Stocks Bang Their Head on an Inefficient Ceiling

Monday wasn't a good day for the efficient markets hypothesis. The idea, you may recall, is that markets incorporate all known information at all times, and thus follow a trendless “random walk,” jumping up or down according to the latest piece of news. Monday’s trading in the S&P 500 certainly qualifies as “random” at first glance, charging upward, then suddenly reversing and ending down for the day. That is until two psychologically important lines are added. The S&P topped its level at the start of the year; surpassed last month’s post-Covid high immediately after; and then, as though it had bounced against a hard ceiling, tanked:

The problem for random walk theorists is that prices are supposed to react to actual news. Neither of these landmarks qualifies. And this is the second time this has happened. Stocks reached positive territory for the year more than a month ago, and then staged a sudden retreat. It has taken until now to make another attack on the summit.

If this sounds irrational, it is — although it is probably better to call it an understandable mental cue for more rational calculations. Doubtless there were algorithms programmed to sell if a new post-Covid high was reached. Beyond that, human judgments were involved. Confronted with the reality that stocks were up for a year in which there have been so many setbacks, investors looked for reasons to sell.

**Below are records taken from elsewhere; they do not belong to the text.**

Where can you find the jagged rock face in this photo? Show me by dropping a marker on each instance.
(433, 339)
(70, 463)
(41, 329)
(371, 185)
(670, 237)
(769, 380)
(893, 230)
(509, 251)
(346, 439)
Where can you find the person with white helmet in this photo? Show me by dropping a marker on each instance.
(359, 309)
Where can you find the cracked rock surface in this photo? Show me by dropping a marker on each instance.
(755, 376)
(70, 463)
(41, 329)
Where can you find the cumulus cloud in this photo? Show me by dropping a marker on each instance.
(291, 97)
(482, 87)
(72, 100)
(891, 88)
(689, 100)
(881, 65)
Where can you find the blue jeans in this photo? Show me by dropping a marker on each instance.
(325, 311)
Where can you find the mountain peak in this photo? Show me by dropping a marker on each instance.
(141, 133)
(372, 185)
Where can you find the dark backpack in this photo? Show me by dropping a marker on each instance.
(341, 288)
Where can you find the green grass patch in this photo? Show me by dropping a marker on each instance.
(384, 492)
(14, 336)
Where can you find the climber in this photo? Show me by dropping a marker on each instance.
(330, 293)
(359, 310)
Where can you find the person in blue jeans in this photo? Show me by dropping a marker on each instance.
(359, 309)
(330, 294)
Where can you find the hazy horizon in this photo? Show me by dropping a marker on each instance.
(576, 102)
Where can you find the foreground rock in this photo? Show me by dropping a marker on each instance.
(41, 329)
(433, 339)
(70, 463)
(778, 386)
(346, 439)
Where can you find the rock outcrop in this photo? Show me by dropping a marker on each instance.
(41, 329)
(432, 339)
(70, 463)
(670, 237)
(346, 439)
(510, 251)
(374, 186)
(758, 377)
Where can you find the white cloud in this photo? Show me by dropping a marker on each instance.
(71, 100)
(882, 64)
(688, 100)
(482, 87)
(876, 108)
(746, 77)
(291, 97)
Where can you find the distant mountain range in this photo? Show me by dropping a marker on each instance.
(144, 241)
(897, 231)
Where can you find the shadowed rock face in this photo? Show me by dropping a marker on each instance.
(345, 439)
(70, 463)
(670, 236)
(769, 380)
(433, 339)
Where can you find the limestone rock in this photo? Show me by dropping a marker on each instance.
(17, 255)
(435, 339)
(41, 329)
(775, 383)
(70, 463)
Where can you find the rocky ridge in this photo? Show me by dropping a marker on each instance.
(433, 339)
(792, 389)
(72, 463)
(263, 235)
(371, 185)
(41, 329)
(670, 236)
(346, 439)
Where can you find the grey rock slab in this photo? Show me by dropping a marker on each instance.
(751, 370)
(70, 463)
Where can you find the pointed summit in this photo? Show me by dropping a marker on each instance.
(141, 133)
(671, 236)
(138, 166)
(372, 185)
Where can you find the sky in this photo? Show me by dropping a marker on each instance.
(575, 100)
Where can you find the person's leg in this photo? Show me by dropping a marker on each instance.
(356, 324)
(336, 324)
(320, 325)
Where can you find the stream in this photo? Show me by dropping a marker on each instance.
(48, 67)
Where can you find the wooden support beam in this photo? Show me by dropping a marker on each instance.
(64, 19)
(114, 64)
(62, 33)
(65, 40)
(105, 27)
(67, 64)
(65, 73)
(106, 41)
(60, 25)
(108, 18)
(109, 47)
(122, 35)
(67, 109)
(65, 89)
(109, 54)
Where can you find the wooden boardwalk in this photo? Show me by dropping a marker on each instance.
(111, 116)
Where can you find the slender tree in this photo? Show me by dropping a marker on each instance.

Earnings season is about to get going in earnest, but it is obvious that the pandemic continues to dominate attention. Investment research firms are getting ever more ingenious at finding real-time ways to measure progress in fighting Covid-19, and also to measure the extent of the damage. Over the weekend, investors had a bundle of research that largely suggested reason for caution (although not despair). It seems to have taken this landmark for equity investors finally to confront what the Covid-19 numbers were telling them.

The world is making slow and patchy but clear progress in dealing with the pandemic. Economic activity is similarly making only a halting recovery — it is strongest in continental Europe, terribly weak in the UK, and very unimpressive in the US. Still, we are definitely in a better place than the worst-case scenarios that seemed reasonable to contemplate in March.

If markets were really efficient as random walk hypothesists would suggest, we would have been witnessing mad fluctuations and volatility in response to every little data point of the kind I illustrated above. As markets are not in fact perfectly efficient, and tend to under- and over-shoot on waves of human emotion, a lot of these data were ignored until the market hit a big round number, and then everyone hurried to catch up. That’s the way it works.